As our societal structure and means of communication are changing daily due to technological advances and tools, should we not have at the forefront of our thinking what our ideologies are that guide what we do in school, and how we do school to attempt to provide learners with the necessary strategies and skills to navigate the world outside of school in this new and complex digitally connected world?

I listened to a webinar from Gerard van der Ree recently; he states that in many ways all reality is textual and meaning can only exist through the use of language and its multiple narratives. He asserts that it is through these meta-narratives and discourses that we create meaning in our world. He gives an example of the meta-narrative of Christianity in the west, and how much of our understanding in the world of Christian believers is one where there is an absolute right and an absolute evil. Science is one of absolutes in regard to what is true and what is false. What discourses and meta-narratives reflect what we do in school? Understanding that these meta-narratives function as a cornerstone of our culture, are we embedding a meta-narrative within schooling where one must be constantly measured against a framework of what has been deemed the societal “norm”? Do we ever try to see beyond all the meta-narratives that we create within our society and other worldwide cultures? Is it that search for Utopian ideals and values within a society that I’m shooting for? I believe it is, and a desire to create an awareness of the true reality that exists within and outside our social order, with the objective to make change for a better world.

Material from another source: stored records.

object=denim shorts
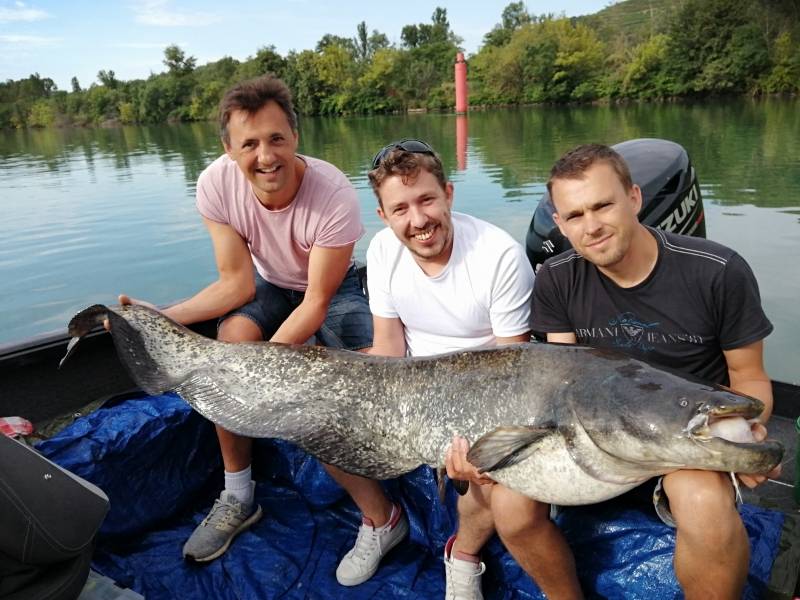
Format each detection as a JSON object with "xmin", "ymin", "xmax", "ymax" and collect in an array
[{"xmin": 219, "ymin": 265, "xmax": 372, "ymax": 350}]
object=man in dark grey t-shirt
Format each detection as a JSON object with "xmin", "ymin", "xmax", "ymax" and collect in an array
[{"xmin": 532, "ymin": 144, "xmax": 777, "ymax": 598}]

I don’t believe we should think poverty, starvation, and social injustices are part of our norm. I do believe we need to ensure our students have an awareness of the world around us without a veil hiding the true reality of our world. I believe it is only then we can create a generation of citizens that will work to change the world for the better, and schooling can and should play its part to create critical thinkers that are aware of the world, as it exists. Understanding we all are a reflection to some degree of our own social experiences and structure, we need to believe we can and should be purposeful in our actions to bring about positive changes in the social order for all people.